Let’s acknowledge that I bought a Wii Fit primarily for two reasons. Firstly, it’s cheaper than a membership at a gym. Purely pragmatic: why dump money on a gym membership when to this point in my life I’ve shown no compulsion whatsoever to take even the down staircase instead of the elevator. In this light, the price tag makes sense.
Yet the second reason is more important. Fat guys have just as many insecurities as overweight women1 and I guess I can’t speak for everyone but pretty much my entire life revolves around jiggling as little as possible in public. Exercise makes me jiggle2 and if I could jiggle around other people who were also jiggling I’d be pretty much okay with it.
Yet I only ever see skinny people working out at the gym.
When I’ve gone to the gym3 all I’ve ever seen are slender young things working their slender young things. Usually in slender young clothing. If I’d ever walked into a gym and seen a fat guy in sweats on a treadmill with that cheese-puff powdered cheese smeared on his oversized hoodie, I would have joined right away and gotten that guy’s work-out schedule and fit my life around it. Maybe even dipped into his bag of cheese-puffs if he were on the treadmill next to mine.
I’ve never seen said fat guy in a gym. And never will.4
So instead I bought a Wii Fit Plus. And I “work-out” in the living room.
Let’s also acknowledge that working out on a Wii Fit is not like working out for real. I do not expect to get thin. I do not expect to bulk up. I do not expect to lose much more than my dignity.

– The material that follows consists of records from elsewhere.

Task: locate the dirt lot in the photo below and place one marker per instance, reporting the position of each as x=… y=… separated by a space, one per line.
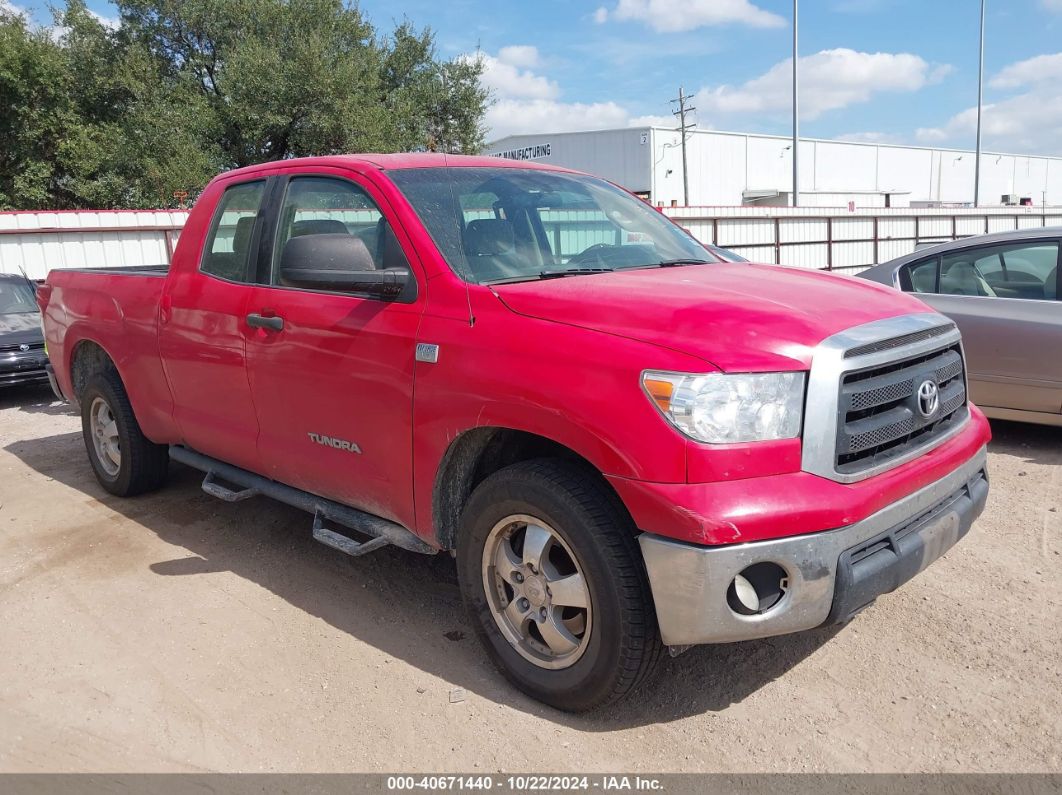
x=177 y=633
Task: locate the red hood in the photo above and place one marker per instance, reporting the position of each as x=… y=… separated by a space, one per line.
x=736 y=316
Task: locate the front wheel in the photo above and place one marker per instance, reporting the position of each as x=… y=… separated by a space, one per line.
x=124 y=461
x=554 y=585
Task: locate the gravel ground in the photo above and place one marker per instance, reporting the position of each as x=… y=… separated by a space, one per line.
x=177 y=633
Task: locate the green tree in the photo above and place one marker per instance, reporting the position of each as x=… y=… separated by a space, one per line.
x=36 y=114
x=181 y=89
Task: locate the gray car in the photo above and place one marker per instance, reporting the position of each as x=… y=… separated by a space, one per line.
x=1003 y=292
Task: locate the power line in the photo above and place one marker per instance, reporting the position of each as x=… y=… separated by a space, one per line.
x=683 y=127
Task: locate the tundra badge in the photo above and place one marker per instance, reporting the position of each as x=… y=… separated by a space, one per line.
x=335 y=443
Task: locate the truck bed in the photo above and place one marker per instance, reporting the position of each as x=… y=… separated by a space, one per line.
x=117 y=309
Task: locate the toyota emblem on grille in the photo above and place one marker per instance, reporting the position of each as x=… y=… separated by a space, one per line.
x=928 y=398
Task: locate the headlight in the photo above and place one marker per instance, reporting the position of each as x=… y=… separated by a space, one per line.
x=721 y=408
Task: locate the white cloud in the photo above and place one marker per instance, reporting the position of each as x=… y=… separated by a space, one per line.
x=1039 y=69
x=506 y=74
x=870 y=137
x=109 y=22
x=516 y=117
x=653 y=121
x=1029 y=120
x=828 y=80
x=670 y=16
x=527 y=101
x=519 y=55
x=9 y=9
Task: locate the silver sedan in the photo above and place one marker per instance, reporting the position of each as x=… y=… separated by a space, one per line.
x=1003 y=292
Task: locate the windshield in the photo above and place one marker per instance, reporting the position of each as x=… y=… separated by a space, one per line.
x=496 y=225
x=16 y=297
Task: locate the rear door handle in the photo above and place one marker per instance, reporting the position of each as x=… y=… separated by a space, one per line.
x=259 y=321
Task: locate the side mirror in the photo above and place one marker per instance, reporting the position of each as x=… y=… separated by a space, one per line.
x=340 y=262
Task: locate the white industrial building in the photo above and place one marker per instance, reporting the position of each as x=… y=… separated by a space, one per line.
x=752 y=169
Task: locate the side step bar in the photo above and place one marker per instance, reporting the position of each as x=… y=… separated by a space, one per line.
x=381 y=532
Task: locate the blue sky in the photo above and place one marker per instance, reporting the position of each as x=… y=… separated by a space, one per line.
x=900 y=71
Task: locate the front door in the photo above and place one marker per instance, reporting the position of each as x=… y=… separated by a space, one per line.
x=331 y=375
x=202 y=330
x=1004 y=300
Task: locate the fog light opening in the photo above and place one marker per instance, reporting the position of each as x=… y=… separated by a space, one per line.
x=757 y=589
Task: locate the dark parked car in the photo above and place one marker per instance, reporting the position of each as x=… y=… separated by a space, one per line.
x=22 y=357
x=1003 y=292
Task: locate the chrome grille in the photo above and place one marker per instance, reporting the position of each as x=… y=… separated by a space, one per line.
x=878 y=412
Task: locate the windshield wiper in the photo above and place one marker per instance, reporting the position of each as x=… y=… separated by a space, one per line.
x=572 y=272
x=678 y=262
x=546 y=275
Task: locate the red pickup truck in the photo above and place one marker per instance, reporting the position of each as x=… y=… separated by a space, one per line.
x=627 y=444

Because that’s what happens. This machine, which knows me not at all and never would have become part of my life if I hadn’t traded legal tender for it, presumes to know what’s best for my body. As bad as that is – as presumptuous as it is – I can do little more than acquiesce to it. This is fact simply because no matter how foreign this machine is, I have to assume that it’s better for me than my own knowledge and instincts.
Because, as veteran AA members will say: my best thinking got me here.
This is what I think as I face the television and step onto the balance mat, feeling positively unbalanced as a cute-as-ever digital voice preps me for my workout: my best thinking got me here.
That’s where the shame lies. I have to trust the suggestions of digitally created avatars because they can’t be worse for me than I am for myself.
Yes, it’s not a real work-out. Yet I break a sweat.5 Yet after a few days I am sore in a few spots that I’ve concentrated on. While I’ve surrendered my dignity, I yet feel just a smidge better about myself.
Sure it’s not a real work-out. But I’m doing something about being so large.
I’m tired of it. I’m tired of having to make fat jokes about myself before someone else can because of someone says it first it’ll hurt. I’m tired of paying two dollars more for my shirts. I’m tired of my t-shirt-and-jeans routine that became a routine because it’s about the only thing I feel comfortable in and don’t look like an anthropomorphic whale.
All I really hope for with the Wii Fit is to establish a routine. To drop my fear of exercise and pick up a good habit.
This is what I hang onto when I find myself cursing myself for cursing a digital avatar that’s pushing me for just another ten-seconds of planks.6 When your planks are more like a warped two-by-four, that’s all you really have.
- And unlike the BBWs out there, our big boobs are not a plus, not a way to attract a mate.
- Often in places in which the human body shouldn’t be able to jiggle.
- As in for a tour. Not as like ‘going to the gym.’ If that phrase were part of my normal parlance I wouldn’t have to worry about the prenominate jiggling.
- Unless, ironically, I joined a gym.
- Of course, I sweat if I think about it hard enough. I am large; I sweat multitudes.
- Though it pushes oh so encouragingly. Really. This thing is like the Blues Clues of the video game world – all about building self-esteem.